Tajiyev always aimed not at an outward depiction of national colour, but at an understanding of the deep-seated inner properties of traditional music. From the depths of the makoms he borrowed the meditative, philosophical mood and the gradual development of a thought. He replaces the dramatic conflicts of the European symphony with the gradual build-up of inner tension that is characteristic of makom forms. The author boldly combines folk tunes with the modern devices of aleatoric techniques. It is indicative that, even in his most “national” works, Tajiyev very subtly marshals the expressive resources of very European genre arts, subordinating them to the requirements of a specific concept. For example, in the Third Symphony, which is considered “one of the most brilliant achievements of the modern Uzbek symphonic art”, the composer introduces elements of the funeral march in order to reinforce the note of tragedy.

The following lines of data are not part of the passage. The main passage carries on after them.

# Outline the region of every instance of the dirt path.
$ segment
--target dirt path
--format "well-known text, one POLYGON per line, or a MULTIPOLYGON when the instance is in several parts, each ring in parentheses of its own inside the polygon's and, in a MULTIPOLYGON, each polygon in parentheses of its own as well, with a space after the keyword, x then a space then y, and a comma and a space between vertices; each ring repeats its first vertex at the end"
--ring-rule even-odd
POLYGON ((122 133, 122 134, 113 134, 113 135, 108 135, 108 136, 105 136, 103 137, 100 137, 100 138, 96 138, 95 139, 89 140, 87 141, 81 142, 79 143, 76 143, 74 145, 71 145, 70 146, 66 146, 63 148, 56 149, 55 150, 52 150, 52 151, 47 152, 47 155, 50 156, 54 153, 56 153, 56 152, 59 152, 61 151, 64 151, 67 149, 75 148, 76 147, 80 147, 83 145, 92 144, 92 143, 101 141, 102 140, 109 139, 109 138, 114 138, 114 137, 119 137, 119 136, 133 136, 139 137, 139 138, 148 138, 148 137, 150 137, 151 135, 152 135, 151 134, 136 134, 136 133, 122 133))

Tajiyev’s Fifteenth Symphony (“The GULAG Archipelago”), which has come to be a kind of memorial to the victims of the mass repression, is regarded as one of the most interesting developments in Uzbek symphony music. It is, perhaps, one of the composer’s few works in which the national features are the most concealed. The march genre, which is intertwined with electronic music and aleatoric techniques, plays an important semantic and dramatic role in the symphony. The march elements, which are dispersed throughout the musical fabric, function in the symphony as attributes of the totalitarian system. The mechanical repetition of the accentuated march rhythm formula and the gradual swelling of the sound create the effect of the aggressive pressure of the anti-human force.
At the climax, the author quotes the marching song “Wide is my own dear country”. The tune, which served for a long time as the sign-on music for Soviet radio, sounds, in the context of the symphony, like the crowning point of totalitarian falsehood. The composer uses the march elements not just to create an abstract image of evil. They also form a powerful signature tune for a specific historical period. It can be said that Tajiyev has discovered new figurative and semantic possibilities for the march by treating it as a symbol of the totalitarian system.
Tajiyev’s works – symphony, opera or musical drama – are always marked by the freedom with which the author handles the expressive resources of different musical layers. The composer experiments boldly with traditional music, European genres and modern equipment. Teaching is another field in which Tajiyev has realised his talents. From 1971 to 1996, he taught composition and instrumental technique at the Tashkent State Conservatoire, urging his pupils to think freely and instilling in them an interest in everything new. Tajiyev’s music makes his listeners look inwards and ponder the eternal problems of existence, and helps them to interpret the present day.